Make a regression predictive model to predict the car price. Data source : https://www.kaggle.com/hellbuoy/car-price-prediction?select=CarPrice_Assignment.csv
• Seek insight from the dataset with Exploratory Data Analysis
• Performed data cleansing, data processing, data engineering to prepare data before modeling
• Built a model to predict the car price
| Variable | Type | Definition |
|---|---|---|
| id | Numeric | Unique car ID |
| symbol | Categorical | Assigned insurance risk rating (+3 is risky, -3 is safe) |
| name | Categorical | Name of car company |
| fuel | Categorical | Car fuel type |
| aspiration | Categorical | Aspiration used in a car |
| door | Categorical | Number of doors |
| body | Categorical | Body of car |
| wheel | Categorical | Type of drive wheel |
| engineloc | Categorical | Location of car engine |
| wheelbase | Numeric | Wheelbase of car |
| length | Numeric | Length of car |
| width | Numeric | Width of car |
| height | Numeric | Height of car |
| weight | Numeric | Weight of a car without occupants or baggage |
| engine | Categorical | Type of engine |
| cylinder | Categorical | Cylinder number placed in the car |
| enginesize | Numeric | Size of car |
| fuelsystem | Categorical | Fuel system of car |
| boreratio | Numeric | Boreratio of car |
| stroke | Numeric | Stroke or volume inside the engine |
| compressionratio | Numeric | Compression ratio of car |
| hp | Numeric | Horsepower |
| peakrpm | Numeric | Car peak rpm |
| citympg | Numeric | Mileage in city |
| highwaympg | Numeric | Mileage on highway |
| price | Numeric | Price of car |
There are outliers in wheelbase, with, enginesize, stroke, compressionration, hp, peakrpm, highwaympg, and price.
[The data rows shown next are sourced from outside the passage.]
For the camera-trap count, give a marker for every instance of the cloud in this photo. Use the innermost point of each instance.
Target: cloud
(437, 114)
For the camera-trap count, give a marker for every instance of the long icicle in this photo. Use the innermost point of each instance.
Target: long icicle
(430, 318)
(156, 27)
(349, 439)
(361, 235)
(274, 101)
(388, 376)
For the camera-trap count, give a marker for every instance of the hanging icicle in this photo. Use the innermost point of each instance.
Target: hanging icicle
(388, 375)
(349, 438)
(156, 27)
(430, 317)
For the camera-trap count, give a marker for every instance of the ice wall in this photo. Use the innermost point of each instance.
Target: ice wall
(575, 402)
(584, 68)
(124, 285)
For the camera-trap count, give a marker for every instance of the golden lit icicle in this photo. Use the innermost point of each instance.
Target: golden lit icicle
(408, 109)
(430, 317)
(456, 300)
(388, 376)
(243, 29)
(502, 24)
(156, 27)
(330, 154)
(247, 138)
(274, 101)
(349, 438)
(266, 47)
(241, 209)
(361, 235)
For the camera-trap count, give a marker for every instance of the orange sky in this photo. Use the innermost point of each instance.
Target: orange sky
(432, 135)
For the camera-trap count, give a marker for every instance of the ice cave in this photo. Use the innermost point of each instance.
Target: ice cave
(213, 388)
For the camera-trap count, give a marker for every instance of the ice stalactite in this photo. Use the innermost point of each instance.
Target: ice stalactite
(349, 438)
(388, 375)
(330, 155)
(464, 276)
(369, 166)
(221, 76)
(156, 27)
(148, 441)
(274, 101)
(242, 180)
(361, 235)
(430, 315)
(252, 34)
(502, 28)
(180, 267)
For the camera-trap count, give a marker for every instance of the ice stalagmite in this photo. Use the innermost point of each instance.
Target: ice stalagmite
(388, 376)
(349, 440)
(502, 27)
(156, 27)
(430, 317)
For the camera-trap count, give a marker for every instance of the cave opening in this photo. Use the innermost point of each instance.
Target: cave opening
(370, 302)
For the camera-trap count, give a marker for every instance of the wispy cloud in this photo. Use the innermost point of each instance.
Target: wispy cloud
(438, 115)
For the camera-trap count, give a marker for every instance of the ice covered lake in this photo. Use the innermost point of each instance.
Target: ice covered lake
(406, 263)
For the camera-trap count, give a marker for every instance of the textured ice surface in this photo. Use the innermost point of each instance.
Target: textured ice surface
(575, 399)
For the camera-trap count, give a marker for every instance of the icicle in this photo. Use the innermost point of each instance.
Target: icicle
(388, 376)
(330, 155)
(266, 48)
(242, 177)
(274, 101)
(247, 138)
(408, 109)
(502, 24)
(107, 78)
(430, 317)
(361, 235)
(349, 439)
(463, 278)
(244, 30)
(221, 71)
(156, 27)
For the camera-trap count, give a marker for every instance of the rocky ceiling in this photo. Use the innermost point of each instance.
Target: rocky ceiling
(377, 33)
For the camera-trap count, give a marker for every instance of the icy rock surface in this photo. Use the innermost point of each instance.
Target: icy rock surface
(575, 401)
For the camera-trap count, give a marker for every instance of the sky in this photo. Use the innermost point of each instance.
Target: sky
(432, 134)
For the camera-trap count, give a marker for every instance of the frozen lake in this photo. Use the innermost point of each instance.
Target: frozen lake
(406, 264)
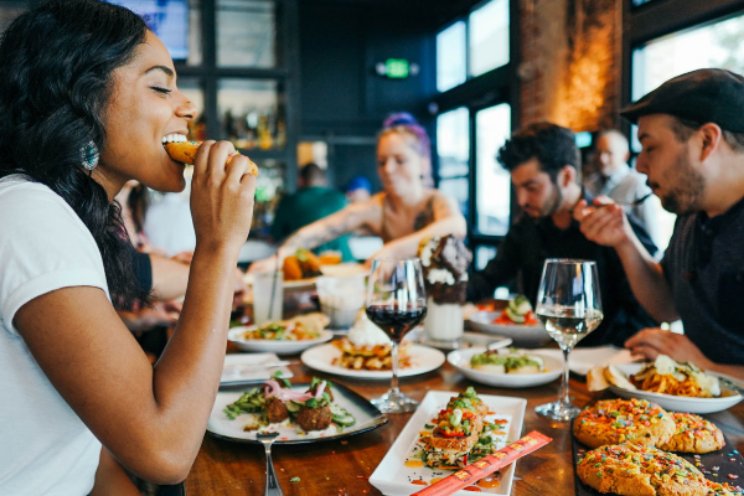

Overall the features has normal distribution.
Based on fuel, door, body, wheel, engine, cylinder features, majority is a city cars.
• Check missing & duplicate values
• Replace all features that have an outliers with IQR limit
• Ordinal encoding for door & cylinder features
• Feature encoding the rest of categorical columns
• Drop categorical features that encoded before
• Normalize all selected features
• Split features & target
• Split data into data train & data test
• Train model with 4 different algorithm such as Linear Regression, Random Forest, Decision Tree, and SVR
• Evaluate model with MAE Score, RMSE Score & R2 Score
• Validate model with train and test accuracy
• Hyperparameter tuning
• Select the best model
| Score | Linear Regression | Decision Tree | Random Forest | SVR |
|---|---|---|---|---|
| MAE | 0.06 | 0.05 | 0.03 | 0.07 |
| RMSE | 0.09 | 0.07 | 0.05 | 0.09 |
| R2 | 0.80 | 0.88 | 0.94 | 0.82 |
| Train Acc | 0.93 | 0.99 | 0.98 | 0.87 |
| Test Acc | 0.80 | 0.87 | 0.94 | 0.82 |
Based on predictive modeling, Random Forest algorithm has the best score compared to the other algorithms.
Random Forest make a prediction with the lowest error, MAE Score 0.03, RMSE Score 0.05, and the highest R2 Score 0.95.
The algorithm is fit based on the train & test accuracy score (0.98 - 0.94).